Hal ini terlihat semakin jelas jika kita mengikuti lintasan sejarah tentang para ulama-ulama yang juga pendekar yang tersebar di seluruh tempat di Nusantara. Sebut saja Malaka, Kesultanan Ternate dan Tidore, kemudian Para Wali, Teuku Cik di Tiro, Imam Bonjol, KH. Zainal Mustafa, Pangeran Diponegoro, Sultan Hasanuddin, dan nama-nama lainnya, yang mana menunjukkan bahwa kalangan ulama adalah perintis pengembang pencak silat di Nusantara.
Di dalam keluarga Muhammadiyah sendiri pun kita menemui beberapa tokoh yang dalam sejarah kehidupannya ternyata mereka juga seorang pendekar.
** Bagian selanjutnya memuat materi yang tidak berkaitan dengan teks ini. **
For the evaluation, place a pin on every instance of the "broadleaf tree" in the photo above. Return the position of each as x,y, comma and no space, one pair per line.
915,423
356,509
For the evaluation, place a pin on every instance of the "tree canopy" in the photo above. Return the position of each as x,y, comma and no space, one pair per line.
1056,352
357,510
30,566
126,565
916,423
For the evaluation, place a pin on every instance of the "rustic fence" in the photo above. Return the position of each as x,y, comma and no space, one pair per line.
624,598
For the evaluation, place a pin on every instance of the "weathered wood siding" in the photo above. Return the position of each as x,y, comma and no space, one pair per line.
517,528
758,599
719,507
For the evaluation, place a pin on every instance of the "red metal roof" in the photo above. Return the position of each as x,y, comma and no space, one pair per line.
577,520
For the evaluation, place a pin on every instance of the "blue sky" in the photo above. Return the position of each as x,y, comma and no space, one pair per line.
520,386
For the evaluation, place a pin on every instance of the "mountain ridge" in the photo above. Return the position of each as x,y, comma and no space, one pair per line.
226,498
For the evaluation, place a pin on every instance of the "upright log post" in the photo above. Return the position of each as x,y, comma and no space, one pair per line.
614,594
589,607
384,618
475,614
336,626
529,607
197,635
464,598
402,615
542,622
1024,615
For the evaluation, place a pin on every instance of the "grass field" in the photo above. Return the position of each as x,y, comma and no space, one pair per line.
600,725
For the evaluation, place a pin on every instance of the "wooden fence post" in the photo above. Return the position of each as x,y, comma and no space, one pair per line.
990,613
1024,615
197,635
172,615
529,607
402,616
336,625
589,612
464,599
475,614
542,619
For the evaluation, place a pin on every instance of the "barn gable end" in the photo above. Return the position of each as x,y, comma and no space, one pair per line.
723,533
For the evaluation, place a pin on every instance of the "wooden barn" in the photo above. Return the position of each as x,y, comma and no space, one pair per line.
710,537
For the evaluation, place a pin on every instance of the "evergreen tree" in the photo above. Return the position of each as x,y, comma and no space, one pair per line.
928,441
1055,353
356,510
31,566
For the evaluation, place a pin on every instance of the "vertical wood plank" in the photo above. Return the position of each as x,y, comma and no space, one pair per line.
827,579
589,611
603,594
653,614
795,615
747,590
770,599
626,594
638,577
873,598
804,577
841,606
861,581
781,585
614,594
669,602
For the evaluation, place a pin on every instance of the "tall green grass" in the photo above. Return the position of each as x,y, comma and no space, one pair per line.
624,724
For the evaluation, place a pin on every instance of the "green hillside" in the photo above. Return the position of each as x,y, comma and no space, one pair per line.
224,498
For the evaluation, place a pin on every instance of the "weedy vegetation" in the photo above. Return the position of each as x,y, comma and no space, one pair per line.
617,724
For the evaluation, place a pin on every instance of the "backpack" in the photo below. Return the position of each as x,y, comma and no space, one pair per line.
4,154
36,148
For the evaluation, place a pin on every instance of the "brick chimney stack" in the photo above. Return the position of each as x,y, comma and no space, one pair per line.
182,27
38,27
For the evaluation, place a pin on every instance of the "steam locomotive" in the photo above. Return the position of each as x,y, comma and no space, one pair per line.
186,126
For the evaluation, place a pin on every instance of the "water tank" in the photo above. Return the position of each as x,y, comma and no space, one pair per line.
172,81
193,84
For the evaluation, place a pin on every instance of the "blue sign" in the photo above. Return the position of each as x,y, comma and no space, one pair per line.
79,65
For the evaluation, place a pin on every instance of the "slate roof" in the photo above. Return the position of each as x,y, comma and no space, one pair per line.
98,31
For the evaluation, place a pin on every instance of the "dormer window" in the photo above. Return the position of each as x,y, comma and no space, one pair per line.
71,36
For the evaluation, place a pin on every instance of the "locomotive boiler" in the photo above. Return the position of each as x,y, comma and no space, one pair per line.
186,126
KH. Mas Mansur contohnya. Selain dikenal gemar sepak bola, ternyata beliau juga menguasai ilmu pencak silat yang tangguh dengan kekuatan kaki sebagai andalannya. Pada masa pra kelahiran TAPAK SUCI, KH.Busyro Syuhada yang secara formal dikenal sebagai seorang ulama di pesantren di Binorong, Banjarnegara, ternyata juga adalah seorang pengembang silat aliran Banjaran. Adapun A.Dimyati dan M.Wahib adalah kakak beradik yang keduanya anak asli Kauman-Yogyakarta, tempat dimana Muhammadiyah lahir. Seterusnya, pasca kelahiran TAPAK SUCI, disitu kita dapat temui nama H. Djarnawi Hadikusumah, seorang pendekar yang tergolong mumpuni yang mana publik memang lebih mengenal sosoknya sebagai seorang ulama Muhammadiyah. Sesungguhnya masih banyak lagi temuan-temuan yang menceritakan bahwa betapa kaum ulama-lah golongan yang paling banyak menjadi perintis (pioneer) pengembangan ilmu pencak silat, termasuk ketika Muhammadiyah bergiat menyebarkan dakwahnya ke pelosok-pelosok daerah.
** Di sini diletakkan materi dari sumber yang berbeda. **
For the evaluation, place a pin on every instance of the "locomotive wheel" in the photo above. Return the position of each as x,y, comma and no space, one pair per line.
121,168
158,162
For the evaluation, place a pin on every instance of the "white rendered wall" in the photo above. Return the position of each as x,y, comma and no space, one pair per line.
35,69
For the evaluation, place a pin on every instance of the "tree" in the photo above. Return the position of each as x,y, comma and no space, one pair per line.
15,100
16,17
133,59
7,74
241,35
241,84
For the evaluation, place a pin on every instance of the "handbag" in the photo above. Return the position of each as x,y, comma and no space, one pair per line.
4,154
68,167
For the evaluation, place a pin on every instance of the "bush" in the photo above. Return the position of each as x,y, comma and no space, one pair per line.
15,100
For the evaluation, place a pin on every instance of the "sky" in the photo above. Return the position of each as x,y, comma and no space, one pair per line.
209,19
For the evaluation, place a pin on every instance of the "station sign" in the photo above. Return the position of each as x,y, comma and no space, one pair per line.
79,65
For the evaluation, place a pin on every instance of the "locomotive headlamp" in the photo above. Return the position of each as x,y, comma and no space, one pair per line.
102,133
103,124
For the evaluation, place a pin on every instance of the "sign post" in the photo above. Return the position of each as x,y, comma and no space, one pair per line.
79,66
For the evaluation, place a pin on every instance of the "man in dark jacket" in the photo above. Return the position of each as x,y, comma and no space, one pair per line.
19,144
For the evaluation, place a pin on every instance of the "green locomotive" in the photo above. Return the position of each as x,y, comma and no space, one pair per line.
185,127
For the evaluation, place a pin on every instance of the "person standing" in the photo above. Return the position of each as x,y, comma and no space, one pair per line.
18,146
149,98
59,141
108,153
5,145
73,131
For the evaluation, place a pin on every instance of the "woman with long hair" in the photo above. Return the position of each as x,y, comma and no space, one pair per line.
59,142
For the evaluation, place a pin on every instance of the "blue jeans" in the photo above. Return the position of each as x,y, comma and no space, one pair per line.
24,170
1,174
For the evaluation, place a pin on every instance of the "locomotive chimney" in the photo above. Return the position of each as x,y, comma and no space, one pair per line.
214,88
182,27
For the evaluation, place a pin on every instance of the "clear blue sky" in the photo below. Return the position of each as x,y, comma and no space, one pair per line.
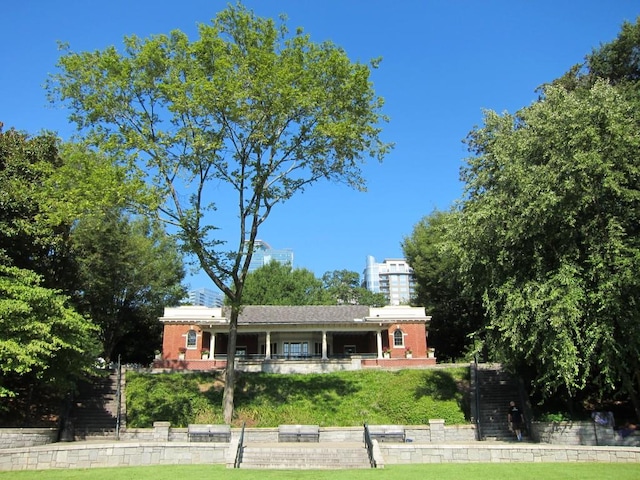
444,61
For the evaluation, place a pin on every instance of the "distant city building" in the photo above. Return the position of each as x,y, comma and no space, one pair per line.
394,278
263,254
205,298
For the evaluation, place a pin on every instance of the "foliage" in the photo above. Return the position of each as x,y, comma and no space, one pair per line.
268,400
280,284
432,250
550,230
26,240
244,114
129,269
45,344
277,284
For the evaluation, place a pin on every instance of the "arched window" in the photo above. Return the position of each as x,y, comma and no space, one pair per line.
191,339
398,338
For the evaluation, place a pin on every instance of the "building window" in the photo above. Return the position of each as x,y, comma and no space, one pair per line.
398,338
192,339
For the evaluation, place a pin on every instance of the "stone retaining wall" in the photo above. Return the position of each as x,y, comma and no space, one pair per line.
580,433
488,452
116,454
26,437
93,454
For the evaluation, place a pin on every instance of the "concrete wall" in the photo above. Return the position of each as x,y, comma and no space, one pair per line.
116,454
490,452
579,433
26,437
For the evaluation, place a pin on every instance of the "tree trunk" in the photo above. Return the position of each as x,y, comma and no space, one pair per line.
230,372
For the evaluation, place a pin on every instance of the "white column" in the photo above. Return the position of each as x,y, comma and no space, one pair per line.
379,343
324,345
212,345
267,350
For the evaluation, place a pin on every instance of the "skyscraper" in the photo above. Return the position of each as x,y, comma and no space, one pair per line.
205,297
393,277
263,254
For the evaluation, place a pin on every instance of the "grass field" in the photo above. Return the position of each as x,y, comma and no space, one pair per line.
481,471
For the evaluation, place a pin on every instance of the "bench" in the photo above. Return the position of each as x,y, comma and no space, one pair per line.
298,433
209,433
387,433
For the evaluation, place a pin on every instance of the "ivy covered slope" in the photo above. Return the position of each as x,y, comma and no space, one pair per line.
408,397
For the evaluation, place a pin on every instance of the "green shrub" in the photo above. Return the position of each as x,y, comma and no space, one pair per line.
409,397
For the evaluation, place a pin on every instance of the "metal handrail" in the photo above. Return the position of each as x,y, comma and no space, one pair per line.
369,444
238,460
477,399
118,398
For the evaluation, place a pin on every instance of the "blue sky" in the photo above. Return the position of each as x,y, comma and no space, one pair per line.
444,61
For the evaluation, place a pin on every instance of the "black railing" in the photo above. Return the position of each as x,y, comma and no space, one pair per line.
118,397
477,399
369,444
238,460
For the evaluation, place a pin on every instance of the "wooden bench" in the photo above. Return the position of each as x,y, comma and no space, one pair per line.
209,433
387,433
298,433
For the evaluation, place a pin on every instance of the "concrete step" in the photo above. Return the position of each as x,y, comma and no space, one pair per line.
297,456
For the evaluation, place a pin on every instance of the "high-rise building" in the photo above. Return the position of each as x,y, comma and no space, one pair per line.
393,277
205,297
263,254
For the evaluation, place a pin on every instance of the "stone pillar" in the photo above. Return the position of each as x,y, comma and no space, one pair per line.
267,347
161,431
324,345
436,427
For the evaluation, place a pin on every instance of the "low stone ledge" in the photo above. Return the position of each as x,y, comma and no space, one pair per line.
27,437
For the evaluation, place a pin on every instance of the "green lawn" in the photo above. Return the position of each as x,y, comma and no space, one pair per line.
406,397
481,471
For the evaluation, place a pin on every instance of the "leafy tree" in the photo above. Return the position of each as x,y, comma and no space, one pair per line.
344,287
455,306
27,241
280,284
245,112
129,270
550,230
45,344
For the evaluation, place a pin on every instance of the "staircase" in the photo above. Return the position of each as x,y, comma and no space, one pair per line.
496,389
94,410
298,456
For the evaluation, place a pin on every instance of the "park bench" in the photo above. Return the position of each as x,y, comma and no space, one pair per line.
298,433
387,433
209,433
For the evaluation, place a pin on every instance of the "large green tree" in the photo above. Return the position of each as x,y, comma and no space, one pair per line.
280,284
26,239
456,309
550,230
129,269
226,126
45,345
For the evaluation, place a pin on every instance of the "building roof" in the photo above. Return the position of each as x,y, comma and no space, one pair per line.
295,315
300,314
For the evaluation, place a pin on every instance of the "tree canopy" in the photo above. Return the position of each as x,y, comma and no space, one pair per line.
280,284
45,344
456,310
239,119
546,234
Inilah sesungguhnya penggerak munculnya Pencak Silat TAPAK SUCI di kalangan Muhammadiyah, yaitu dari satu cita-cita untuk membentuk wadah pencetak kader Ulama-Pendekar. Walau pun impian itu baru terwujud pada tahun 1963, namun upaya untuk membentuk wadah itu telah dirintis sejak lama dan telah memakan pengorbanan yang tidak sedikit. Dan oleh KH. A. Badawi--Ketua PP Muhammadiyah saat itu—sinyal itu ditangkap kuat sehingga kemudian TAPAK SUCI menjelma menjadi organisasi otonom Muhammadiyah di tahun 1964.